Arla Foods Ltd.
- Trade name: Arla UK
- Type: Subsidiary
- Founded: 2003; 23 years ago
- Headquarters: Leeds, United Kingdom
- Area served: United Kingdom
- Products: Dairy products – Lurpak, Cravendale, Lactofree
- Revenue: £2,620 million (2018)
- Number of employees: 3,460
- Parent: Arla Foods
- Website: www.arlafoods.co.uk

= Arla Foods UK =

British dairy products subsidiary

Arla Foods Ltd. is a major dairy products company in the United Kingdom, based in Leeds, and a subsidiary of Arla Foods, which is owned by its farmer owners.

==History==
The company was created by the merger in 1980 of the British dairy group Express Dairies and the British subsidiary of Arla Foods, a Swedish-Danish dairy production co operative, jointly owned by Swedish and Danish farmers. The parent company, Arla Foods Amba, initially held a 51% stake, but acquired the rest of the company's shares in April 2007.

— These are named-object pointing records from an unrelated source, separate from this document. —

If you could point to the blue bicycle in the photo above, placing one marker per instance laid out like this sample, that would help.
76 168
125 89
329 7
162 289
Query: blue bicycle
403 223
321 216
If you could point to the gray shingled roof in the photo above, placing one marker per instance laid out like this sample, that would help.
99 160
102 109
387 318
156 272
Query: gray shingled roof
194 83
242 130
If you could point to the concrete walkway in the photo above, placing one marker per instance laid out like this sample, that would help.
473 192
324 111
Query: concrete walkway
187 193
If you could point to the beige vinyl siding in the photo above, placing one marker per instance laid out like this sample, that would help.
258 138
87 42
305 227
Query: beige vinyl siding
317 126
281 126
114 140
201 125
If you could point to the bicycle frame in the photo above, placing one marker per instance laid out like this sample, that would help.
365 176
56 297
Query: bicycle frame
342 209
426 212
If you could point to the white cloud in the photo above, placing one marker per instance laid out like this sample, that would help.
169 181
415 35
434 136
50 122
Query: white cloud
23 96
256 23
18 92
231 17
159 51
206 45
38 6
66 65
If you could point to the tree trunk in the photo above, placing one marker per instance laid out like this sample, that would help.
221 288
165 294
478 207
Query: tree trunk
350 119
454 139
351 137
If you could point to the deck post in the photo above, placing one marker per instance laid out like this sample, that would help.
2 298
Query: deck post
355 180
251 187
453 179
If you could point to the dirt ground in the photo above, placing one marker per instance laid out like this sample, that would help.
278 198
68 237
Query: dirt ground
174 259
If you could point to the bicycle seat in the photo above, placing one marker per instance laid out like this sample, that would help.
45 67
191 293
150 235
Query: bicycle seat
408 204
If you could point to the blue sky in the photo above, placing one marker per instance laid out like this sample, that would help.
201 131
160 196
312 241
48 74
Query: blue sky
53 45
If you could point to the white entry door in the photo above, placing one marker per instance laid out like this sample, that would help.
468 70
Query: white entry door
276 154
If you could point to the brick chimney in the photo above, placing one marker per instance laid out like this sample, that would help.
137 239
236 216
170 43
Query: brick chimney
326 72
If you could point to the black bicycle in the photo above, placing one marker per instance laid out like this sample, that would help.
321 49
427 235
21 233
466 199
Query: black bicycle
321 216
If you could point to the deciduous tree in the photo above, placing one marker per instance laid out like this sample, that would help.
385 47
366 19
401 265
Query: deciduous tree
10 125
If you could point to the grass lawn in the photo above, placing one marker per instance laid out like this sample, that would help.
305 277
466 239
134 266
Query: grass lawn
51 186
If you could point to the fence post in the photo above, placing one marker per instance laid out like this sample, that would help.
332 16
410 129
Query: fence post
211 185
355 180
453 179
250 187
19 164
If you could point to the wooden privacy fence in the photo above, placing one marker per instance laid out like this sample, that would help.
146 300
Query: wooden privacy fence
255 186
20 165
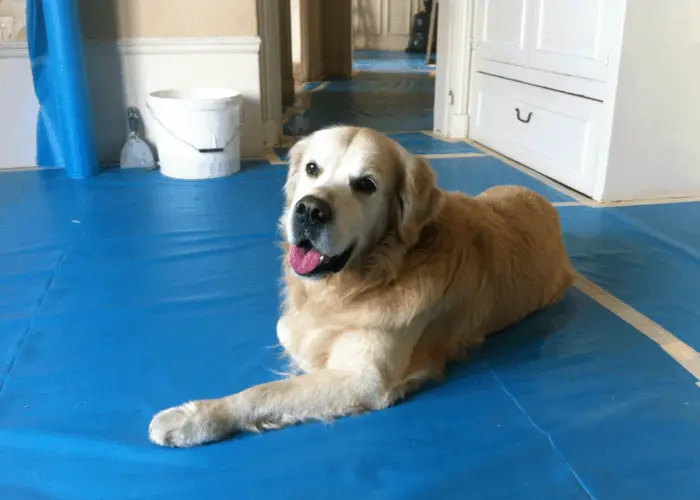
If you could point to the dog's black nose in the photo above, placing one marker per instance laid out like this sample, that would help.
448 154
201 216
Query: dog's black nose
311 209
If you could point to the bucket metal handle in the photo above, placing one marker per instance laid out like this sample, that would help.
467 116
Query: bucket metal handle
205 150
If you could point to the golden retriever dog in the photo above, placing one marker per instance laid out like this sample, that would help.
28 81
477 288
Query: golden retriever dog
388 278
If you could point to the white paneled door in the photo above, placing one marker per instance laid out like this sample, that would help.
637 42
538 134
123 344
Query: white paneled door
383 24
570 37
502 29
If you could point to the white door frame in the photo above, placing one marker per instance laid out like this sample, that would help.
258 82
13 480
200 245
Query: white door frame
454 50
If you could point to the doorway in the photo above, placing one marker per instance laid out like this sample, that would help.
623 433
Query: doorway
349 65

In Britain, Arla supplies milk to retailers, such as Asda's own brand farmer's milk, and owns many household brands including Lurpak, Anchor Butter, Cravendale, Lactofree and Castello.

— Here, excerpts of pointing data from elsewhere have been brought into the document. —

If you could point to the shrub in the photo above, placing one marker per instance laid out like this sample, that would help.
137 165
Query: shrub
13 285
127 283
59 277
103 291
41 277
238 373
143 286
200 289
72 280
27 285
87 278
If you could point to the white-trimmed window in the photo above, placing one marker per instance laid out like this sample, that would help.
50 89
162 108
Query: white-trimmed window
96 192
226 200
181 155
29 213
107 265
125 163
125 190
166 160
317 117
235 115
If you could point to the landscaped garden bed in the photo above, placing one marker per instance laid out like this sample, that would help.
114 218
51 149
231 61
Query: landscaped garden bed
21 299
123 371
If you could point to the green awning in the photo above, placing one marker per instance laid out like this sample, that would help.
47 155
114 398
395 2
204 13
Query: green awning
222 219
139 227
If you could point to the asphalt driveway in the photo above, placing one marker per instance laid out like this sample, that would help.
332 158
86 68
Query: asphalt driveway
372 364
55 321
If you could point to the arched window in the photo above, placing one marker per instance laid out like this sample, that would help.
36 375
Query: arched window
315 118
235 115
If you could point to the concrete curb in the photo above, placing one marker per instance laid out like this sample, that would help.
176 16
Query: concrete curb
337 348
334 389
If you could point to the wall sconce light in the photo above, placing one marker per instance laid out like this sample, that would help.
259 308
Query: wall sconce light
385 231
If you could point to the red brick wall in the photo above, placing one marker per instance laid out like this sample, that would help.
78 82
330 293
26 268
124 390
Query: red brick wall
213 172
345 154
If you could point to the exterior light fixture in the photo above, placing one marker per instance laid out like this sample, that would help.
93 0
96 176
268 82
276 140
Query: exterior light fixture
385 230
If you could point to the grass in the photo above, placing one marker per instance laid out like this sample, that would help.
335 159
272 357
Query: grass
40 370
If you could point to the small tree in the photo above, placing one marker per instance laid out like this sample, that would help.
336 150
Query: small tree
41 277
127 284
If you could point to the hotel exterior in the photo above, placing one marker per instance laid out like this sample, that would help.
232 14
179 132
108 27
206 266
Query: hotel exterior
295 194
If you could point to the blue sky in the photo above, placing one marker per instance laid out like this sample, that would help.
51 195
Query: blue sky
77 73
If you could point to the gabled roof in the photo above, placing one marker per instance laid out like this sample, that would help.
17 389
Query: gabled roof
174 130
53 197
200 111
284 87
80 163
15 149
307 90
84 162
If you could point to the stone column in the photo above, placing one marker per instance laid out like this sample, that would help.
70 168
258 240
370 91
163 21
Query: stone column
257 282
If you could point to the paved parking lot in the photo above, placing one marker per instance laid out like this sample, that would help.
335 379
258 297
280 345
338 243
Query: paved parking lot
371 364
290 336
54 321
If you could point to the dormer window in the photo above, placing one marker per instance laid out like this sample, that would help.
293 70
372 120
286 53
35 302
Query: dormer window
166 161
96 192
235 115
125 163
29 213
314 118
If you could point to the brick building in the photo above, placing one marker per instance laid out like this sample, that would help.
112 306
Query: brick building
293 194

According to the BBC, in August 2015, farmers were paid less per pint of milk by Arla than by supermarkets that buy directly.

In August 2021, people acting on behalf of Animal Rebellion blockaded Arla's dairy facility in Aylesbury, citing the large climate and ecological burden of dairy production compared to plant-based alternatives. The same site was again blockaded in September 2022.

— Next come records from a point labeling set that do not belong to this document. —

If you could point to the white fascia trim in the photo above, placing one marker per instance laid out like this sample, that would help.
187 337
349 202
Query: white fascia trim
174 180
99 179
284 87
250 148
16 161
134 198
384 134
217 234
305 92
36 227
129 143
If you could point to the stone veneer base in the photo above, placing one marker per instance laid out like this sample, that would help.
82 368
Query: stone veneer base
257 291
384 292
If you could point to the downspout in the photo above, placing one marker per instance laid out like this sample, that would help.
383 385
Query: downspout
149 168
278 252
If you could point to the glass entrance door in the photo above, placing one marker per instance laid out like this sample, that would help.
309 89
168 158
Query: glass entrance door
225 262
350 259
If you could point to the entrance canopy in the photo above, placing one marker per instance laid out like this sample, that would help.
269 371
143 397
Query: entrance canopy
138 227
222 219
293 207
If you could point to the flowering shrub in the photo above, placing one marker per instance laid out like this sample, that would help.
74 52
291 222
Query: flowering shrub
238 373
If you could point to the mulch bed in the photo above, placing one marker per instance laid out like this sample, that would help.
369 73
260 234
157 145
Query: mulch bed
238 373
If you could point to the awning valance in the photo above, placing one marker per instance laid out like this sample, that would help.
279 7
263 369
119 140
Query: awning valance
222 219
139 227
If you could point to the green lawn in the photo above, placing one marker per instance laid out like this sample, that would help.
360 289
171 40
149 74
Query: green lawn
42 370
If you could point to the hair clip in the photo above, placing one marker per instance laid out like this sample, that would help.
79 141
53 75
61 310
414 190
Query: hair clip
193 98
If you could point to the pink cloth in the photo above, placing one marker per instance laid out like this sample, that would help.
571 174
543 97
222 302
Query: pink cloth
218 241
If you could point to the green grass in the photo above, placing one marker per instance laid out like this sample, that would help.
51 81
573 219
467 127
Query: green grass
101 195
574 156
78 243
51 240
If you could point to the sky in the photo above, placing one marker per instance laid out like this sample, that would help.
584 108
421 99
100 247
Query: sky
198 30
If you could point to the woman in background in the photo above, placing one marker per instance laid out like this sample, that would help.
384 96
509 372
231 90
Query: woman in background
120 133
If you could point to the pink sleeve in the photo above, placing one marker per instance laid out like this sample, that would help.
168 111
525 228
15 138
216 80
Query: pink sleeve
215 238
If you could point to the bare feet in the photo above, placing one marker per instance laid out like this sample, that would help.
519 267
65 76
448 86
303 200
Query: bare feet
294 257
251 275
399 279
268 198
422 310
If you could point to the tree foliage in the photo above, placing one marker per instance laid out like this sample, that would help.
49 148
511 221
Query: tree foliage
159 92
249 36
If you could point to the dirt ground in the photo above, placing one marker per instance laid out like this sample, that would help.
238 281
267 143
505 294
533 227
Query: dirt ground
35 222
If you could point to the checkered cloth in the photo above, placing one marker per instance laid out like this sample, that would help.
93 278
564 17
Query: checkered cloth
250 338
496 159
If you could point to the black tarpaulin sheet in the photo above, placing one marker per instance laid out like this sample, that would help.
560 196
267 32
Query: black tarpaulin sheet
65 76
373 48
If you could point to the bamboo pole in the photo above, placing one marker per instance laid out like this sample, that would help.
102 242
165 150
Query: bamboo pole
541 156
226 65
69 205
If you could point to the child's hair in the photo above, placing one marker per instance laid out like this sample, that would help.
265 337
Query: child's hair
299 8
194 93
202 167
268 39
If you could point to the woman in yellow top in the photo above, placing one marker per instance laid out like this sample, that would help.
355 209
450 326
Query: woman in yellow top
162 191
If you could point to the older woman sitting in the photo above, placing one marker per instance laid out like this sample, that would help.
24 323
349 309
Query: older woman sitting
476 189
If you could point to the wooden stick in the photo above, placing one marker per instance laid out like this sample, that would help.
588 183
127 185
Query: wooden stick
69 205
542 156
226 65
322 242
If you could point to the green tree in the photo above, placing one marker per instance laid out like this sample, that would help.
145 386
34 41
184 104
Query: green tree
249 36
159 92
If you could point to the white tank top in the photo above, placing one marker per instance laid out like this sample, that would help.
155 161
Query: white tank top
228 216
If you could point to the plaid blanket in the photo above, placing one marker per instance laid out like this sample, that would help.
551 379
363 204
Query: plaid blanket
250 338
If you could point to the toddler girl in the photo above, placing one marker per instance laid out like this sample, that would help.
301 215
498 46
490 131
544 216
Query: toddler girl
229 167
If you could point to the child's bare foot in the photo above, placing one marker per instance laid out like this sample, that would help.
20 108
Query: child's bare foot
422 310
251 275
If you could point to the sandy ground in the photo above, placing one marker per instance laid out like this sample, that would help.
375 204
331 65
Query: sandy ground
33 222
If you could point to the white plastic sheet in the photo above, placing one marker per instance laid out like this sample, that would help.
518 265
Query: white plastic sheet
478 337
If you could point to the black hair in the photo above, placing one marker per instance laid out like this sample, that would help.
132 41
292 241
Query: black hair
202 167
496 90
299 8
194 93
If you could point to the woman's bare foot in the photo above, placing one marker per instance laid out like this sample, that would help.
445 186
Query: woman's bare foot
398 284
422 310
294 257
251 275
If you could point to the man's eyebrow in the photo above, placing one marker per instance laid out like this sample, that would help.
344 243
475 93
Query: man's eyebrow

In November 2024, Arla, and Müller became subject to a boycott by some consumers, after Arla Foods announced that they would add the product Bovaer (3-Nitrooxypropanol, main ingredient (is manufactured by DSM-Fermenich) to the cattle feed of some of their cows as a trial to reduce methane emissions. The boycott, according to Arla, and The Grocer, is down to misinformation over the safety of Bovaer and its claimed links to Bill Gates, which has been misattributed to different company in the same industry which Bill Gates has invested into (Gates' invested in the competing product 'Rumin8'). In response to the announcement, the Soil Association said that 3-Nitrooxypropanol would not be classed as an organic ingredient.

==Products==
Arla is the largest supplier of fresh milk and cream in the United Kingdom, producing over 2.2 billion litres of milk per year. It produces two premium milk brands: Cravendale filtered milk, which undergoes a filtration process to remove bacteria before pasteurization; and Lactofree milk, from which lactose is removed, making it suitable for most lactose intolerant people. Lactofree was launched in January 2006, and is available in the United Kingdom. Arla began licensing its lactose removing patent to other producers, in September 2010. Up to September 2010, Lactofree had seen growth by 37% year on year. As of July 2021, Lactofree is worth 70.8% of the UK's lactose free milk market. Following the success of Lactofree milk, Arla introduced a range of lactose-free products, including cheese and yoghurt.

As well as fresh milk, Arla produces butter under its popular brands Anchor and Lurpak. In 2017, Arla made the decision to switch to British dairy from imported New Zealand dairy for its Anchor brand. Lurpak continues to utilise imported dairy from Denmark, where the bulk of Arla's farms are located. Other products include fromage frais, yoghurts (Skyr yogurt) and the blue cheeses Rosenborg and Danish Blue. The firm also produces fruit juice.

==Locations==
The company has processing plants in England at Palmers Green (London), Stourton (Leeds), Settle (North Yorkshire) and Malpas (Cheshire), and in Scotland at Lockerbie. In January 2009, Arla ceased production at its dairy in Manchester. The company also operates the world's largest milk processing plant in Aylesbury, which was opened on 24 May 2014.

Arla Foods obtained the Westbury Dairies plant in January 2016, in Westbury, Wiltshire, which has become a site for the production of Anchor butter.

Arla Foods briefly operated the Milk Link dairy in Crediton, Devon following the merger with Milk Link in 2012. However was sold in a management buyout in April 2013 with the Crediton operations being renamed as Crediton Dairy Limited.